Blood Sugar Improvements at Altitude
One of the more intriguing metabolic effects of altitude is improved blood sugar regulation. People who live at higher elevations tend to have lower fasting blood sugar and better glucose tolerance compared to those living near sea level. Lowlanders exposed to very high and extreme altitude for three to eight weeks showed significant reductions in fasting blood sugar, and similar improvements have been documented in people who relocated to high altitude for 24 months, regardless of physical activity levels.
The mechanisms behind this are not fully understood, but the increased glucose uptake driven by HIF-1 alpha, the shift toward carbohydrate metabolism, and the heightened sympathetic nervous system activity all likely contribute. The benefit appears to be an acquired trait rather than a genetic one, since it develops in lowlanders who move to altitude and fades when high-altitude natives migrate to sea level. Early observations by the Peruvian physiologist Carlos Monge-Cassinelli found that Andean natives who had lived at sea level for at least a year had the same fasting blood sugar as coastal natives.

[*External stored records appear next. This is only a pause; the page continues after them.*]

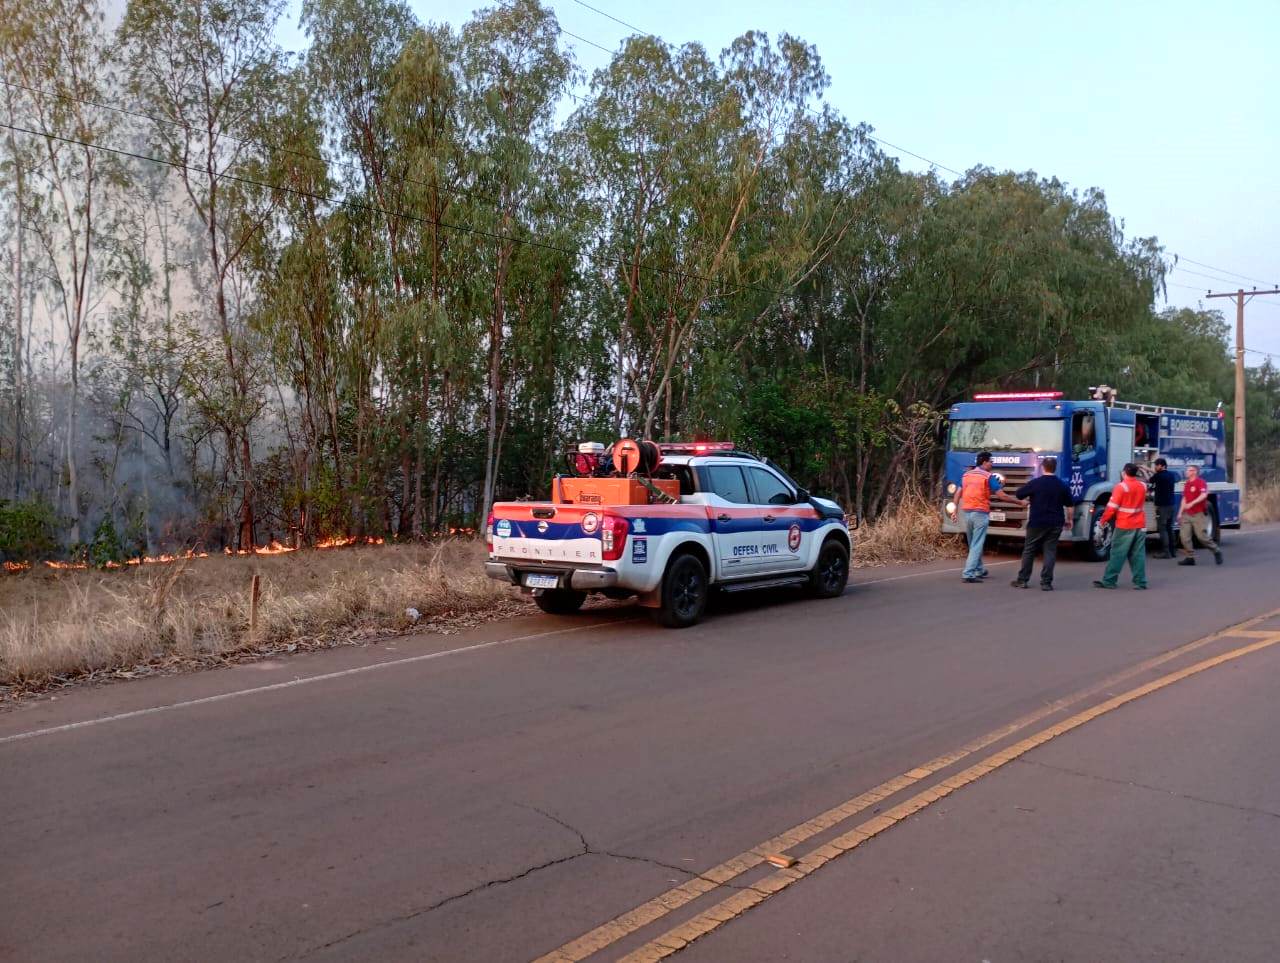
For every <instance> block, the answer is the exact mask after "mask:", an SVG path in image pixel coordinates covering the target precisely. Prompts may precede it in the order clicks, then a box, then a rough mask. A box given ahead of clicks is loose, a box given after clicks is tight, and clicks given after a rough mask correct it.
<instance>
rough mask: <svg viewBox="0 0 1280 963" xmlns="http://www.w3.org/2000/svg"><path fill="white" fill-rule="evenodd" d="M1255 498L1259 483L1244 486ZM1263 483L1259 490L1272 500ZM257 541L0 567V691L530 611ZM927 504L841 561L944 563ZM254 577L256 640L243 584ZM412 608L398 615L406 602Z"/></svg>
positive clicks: (855, 538)
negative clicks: (258, 613) (256, 618)
mask: <svg viewBox="0 0 1280 963" xmlns="http://www.w3.org/2000/svg"><path fill="white" fill-rule="evenodd" d="M1258 494H1260V496H1261V492H1260V493H1258ZM1275 496H1276V489H1272V494H1271V497H1272V499H1274V501H1277V499H1276V498H1275ZM328 547H330V548H340V551H329V552H314V551H301V552H296V551H292V549H289V548H287V547H284V546H271V547H269V548H268V551H264V552H260V553H259V554H256V556H251V557H246V556H232V554H221V553H214V554H212V556H207V554H204V553H188V554H184V556H164V557H156V558H151V560H133V562H131V563H124V565H120V566H118V567H116V570H114V571H95V570H84V569H83V567H81V566H70V565H68V563H59V565H58V566H47V565H36V566H6V570H9V571H10V574H8V575H4V576H0V697H4V695H5V694H6V693H8V694H9V695H18V694H23V693H27V692H35V690H40V689H45V688H49V686H51V685H61V684H68V683H73V681H81V680H86V679H96V677H137V676H142V675H151V674H155V672H160V671H168V670H174V668H187V667H202V666H212V665H221V663H225V662H228V661H236V660H241V658H256V657H260V656H262V654H266V653H273V652H282V651H284V652H293V651H297V649H300V648H302V649H310V648H320V647H328V645H335V644H347V643H357V642H365V640H369V639H371V638H378V636H385V635H390V634H396V633H399V631H406V630H410V629H419V630H421V629H424V627H425V629H431V627H444V626H448V625H456V624H458V622H460V621H481V620H490V619H502V617H507V616H511V615H520V613H527V612H531V611H534V610H532V606H531V604H530V603H529V602H527V601H522V599H520V598H516V597H513V594H512V592H511V590H509V588H508V587H506V585H503V584H502V583H498V581H494V580H492V579H489V578H486V576H485V575H484V569H483V566H481V561H483V558H484V546H483V543H480V542H475V540H470V539H448V540H444V542H439V543H435V544H430V546H381V544H378V546H372V544H355V543H353V540H344V542H342V543H340V544H339V543H334V544H333V546H328ZM961 554H963V546H961V543H960V540H959V539H957V538H956V537H954V535H941V534H938V519H937V514H936V512H934V510H933V507H932V506H929V505H928V503H925V502H923V501H919V502H910V503H906V505H904V506H902V507H900V508H899V510H897V511H896V512H895V514H892V515H890V516H886V517H883V519H879V520H877V521H874V522H870V524H867V525H864V526H863V528H861V529H860V530H859V531H856V533H855V535H854V563H855V565H856V566H860V567H865V566H873V565H886V563H892V562H925V561H933V560H937V558H956V557H959V556H961ZM255 574H257V575H259V576H260V585H261V595H260V607H259V627H257V635H256V638H251V634H250V583H251V580H252V576H253V575H255ZM408 608H415V610H417V612H419V613H420V617H419V619H417V620H413V619H411V617H410V616H408V615H407V613H406V610H408Z"/></svg>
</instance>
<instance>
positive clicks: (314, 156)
mask: <svg viewBox="0 0 1280 963" xmlns="http://www.w3.org/2000/svg"><path fill="white" fill-rule="evenodd" d="M0 83H3V85H5V86H6V87H14V88H17V90H23V91H27V92H28V93H35V95H36V96H41V97H56V99H59V100H64V101H68V102H70V104H82V105H83V106H88V108H95V109H97V110H114V111H116V113H119V114H123V115H125V117H133V118H138V119H142V120H148V122H151V123H154V124H168V125H170V127H175V128H179V129H182V131H187V132H188V133H197V134H205V133H207V132H206V131H204V129H201V128H198V127H193V125H192V124H188V123H186V122H183V120H178V119H175V118H169V117H156V115H155V114H148V113H146V111H142V110H137V109H136V108H123V106H118V105H114V104H101V102H97V101H92V100H84V99H83V97H73V96H72V95H69V93H63V92H61V91H51V90H45V88H42V87H31V86H28V85H26V83H18V82H15V81H10V79H6V78H4V77H0ZM571 96H572V95H571ZM219 137H220V138H221V140H227V141H230V142H232V143H239V145H243V146H256V147H264V149H266V150H268V151H271V152H273V154H285V155H289V156H293V158H300V159H303V160H316V161H319V163H321V164H324V165H325V166H326V168H328V165H329V164H330V163H333V164H337V165H339V166H344V168H346V169H347V170H348V172H351V170H355V169H356V168H357V166H358V161H355V160H343V159H338V158H334V159H330V158H325V156H323V155H320V154H312V152H310V151H302V150H297V149H294V147H282V146H279V145H276V143H271V142H270V141H265V140H262V138H248V137H236V136H234V134H230V133H220V134H219ZM476 152H477V154H483V152H484V151H476ZM398 182H399V183H401V184H415V186H416V187H426V188H435V190H440V191H444V192H447V193H451V195H454V196H466V197H475V198H481V200H485V201H490V202H493V204H497V205H502V204H503V201H502V198H499V197H497V196H495V195H492V193H486V192H484V191H476V190H475V188H470V187H451V186H448V184H431V183H428V182H426V181H417V179H416V178H412V177H406V175H401V177H399V178H398Z"/></svg>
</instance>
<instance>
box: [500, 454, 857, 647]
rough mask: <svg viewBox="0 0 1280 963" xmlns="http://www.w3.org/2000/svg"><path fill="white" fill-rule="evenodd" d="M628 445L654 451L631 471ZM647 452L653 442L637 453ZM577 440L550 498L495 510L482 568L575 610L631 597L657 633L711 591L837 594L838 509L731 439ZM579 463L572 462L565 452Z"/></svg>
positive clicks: (545, 604)
mask: <svg viewBox="0 0 1280 963" xmlns="http://www.w3.org/2000/svg"><path fill="white" fill-rule="evenodd" d="M625 444H632V446H637V447H639V448H641V449H644V451H648V452H650V453H649V455H648V456H644V457H648V464H644V457H641V464H639V466H636V467H632V465H628V464H627V462H626V456H622V455H618V452H620V451H621V449H622V447H623V446H625ZM644 446H652V448H645V447H644ZM594 448H599V449H603V446H593V444H591V443H585V444H584V446H580V451H579V452H576V453H571V465H572V466H573V467H575V469H576V471H575V473H573V474H571V475H567V476H566V475H557V476H556V478H554V479H553V480H552V492H553V498H552V501H549V502H499V503H497V505H494V507H493V512H492V515H490V516H489V524H488V542H489V560H488V562H486V563H485V570H486V572H488V574H489V575H490V576H492V578H494V579H502V580H506V581H509V583H511V584H513V585H520V587H521V588H522V589H524V590H526V592H531V593H532V594H534V598H535V601H536V602H538V606H539V607H540V608H541V610H543V611H545V612H554V613H568V612H576V611H577V610H579V608H580V607H581V606H582V602H584V601H585V599H586V595H588V594H589V593H602V594H604V595H608V597H611V598H626V597H631V595H635V597H637V598H639V603H640V604H641V606H645V607H649V608H653V610H654V611H655V615H657V617H658V620H659V621H662V622H663V624H664V625H669V626H675V627H680V626H686V625H692V624H694V622H696V621H698V620H699V619H700V617H701V615H703V611H704V608H705V604H707V598H708V594H709V593H710V590H713V589H719V590H723V592H741V590H746V589H760V588H778V587H801V588H806V589H808V590H809V592H810V593H812V594H814V595H818V597H824V598H829V597H833V595H838V594H841V593H842V592H844V590H845V584H846V581H847V579H849V560H850V554H851V549H852V546H851V542H850V537H849V526H847V524H846V520H845V514H844V511H842V510H841V507H840V506H838V505H836V503H835V502H831V501H828V499H824V498H815V497H813V496H812V494H810V493H809V492H806V490H805V489H804V488H801V487H800V485H797V484H796V483H795V482H794V480H792V479H791V478H788V476H787V475H786V473H783V471H782V470H781V469H780V467H778V466H776V465H773V464H772V462H769V461H768V460H767V458H759V457H756V456H754V455H750V453H746V452H742V451H737V449H736V448H735V447H733V446H732V444H731V443H728V442H721V443H690V444H660V446H655V444H653V443H652V442H627V439H623V442H618V443H616V444H614V446H612V448H611V449H607V451H594ZM575 455H577V456H586V457H577V458H575V457H573V456H575Z"/></svg>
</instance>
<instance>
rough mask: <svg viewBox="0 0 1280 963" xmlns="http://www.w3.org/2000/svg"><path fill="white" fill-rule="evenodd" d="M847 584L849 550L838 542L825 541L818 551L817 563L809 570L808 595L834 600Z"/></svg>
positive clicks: (848, 566) (837, 541)
mask: <svg viewBox="0 0 1280 963" xmlns="http://www.w3.org/2000/svg"><path fill="white" fill-rule="evenodd" d="M846 584H849V549H847V548H845V547H844V546H842V544H841V543H840V542H838V540H836V539H833V538H831V539H827V540H826V542H824V543H823V546H822V548H820V549H819V551H818V562H817V565H814V566H813V569H810V570H809V594H812V595H815V597H818V598H835V597H836V595H838V594H840V593H842V592H844V590H845V585H846Z"/></svg>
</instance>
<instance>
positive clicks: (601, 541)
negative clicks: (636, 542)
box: [600, 515, 627, 562]
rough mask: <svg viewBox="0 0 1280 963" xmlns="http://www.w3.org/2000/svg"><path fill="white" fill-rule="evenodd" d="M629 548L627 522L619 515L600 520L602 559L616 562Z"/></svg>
mask: <svg viewBox="0 0 1280 963" xmlns="http://www.w3.org/2000/svg"><path fill="white" fill-rule="evenodd" d="M626 547H627V520H626V519H623V517H621V516H618V515H605V516H604V517H603V519H600V557H602V558H604V561H607V562H616V561H618V558H621V557H622V552H623V551H625V549H626Z"/></svg>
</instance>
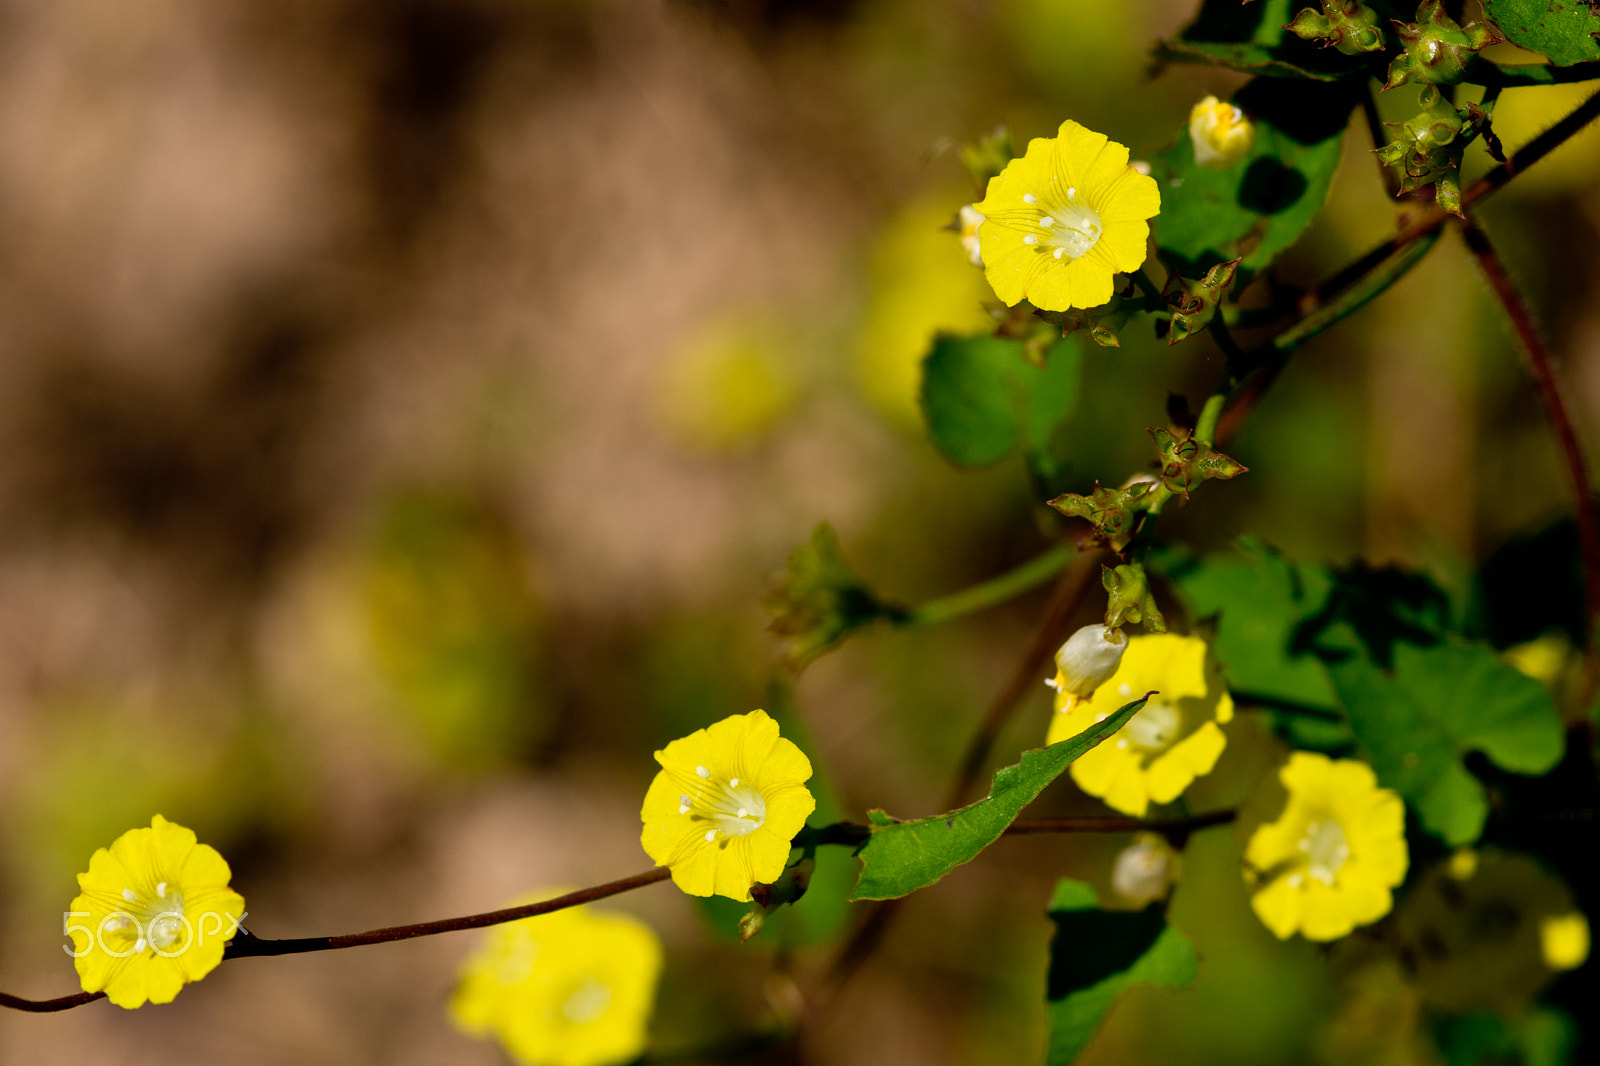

What This Means for Altitude Travelers
If you’re heading to high altitude for hiking, skiing, or work, a few practical realities follow from these metabolic changes. Your body will burn more calories than usual for the first one to two weeks, potentially 10% to 27% more at rest alone, before settling back toward normal. At the same time, your appetite will likely decrease, making it easy to under-eat without realizing it. Prioritizing carbohydrate-rich foods makes sense because your body is already shifting toward carbohydrates as its preferred fuel source, and these foods deliver more energy per unit of oxygen consumed.
Staying well hydrated takes deliberate effort. The dry air and faster breathing at altitude pull water from your body faster than you might expect, and dehydration compounds fatigue and impairs performance. Planning for higher fluid intake, ideally 3 to 4 liters per day during physical activity at altitude, helps offset these losses. Most metabolic adjustments stabilize within 7 to 14 days, so the first two weeks are when the mismatch between energy output and energy intake is greatest, and when paying attention to nutrition matters most.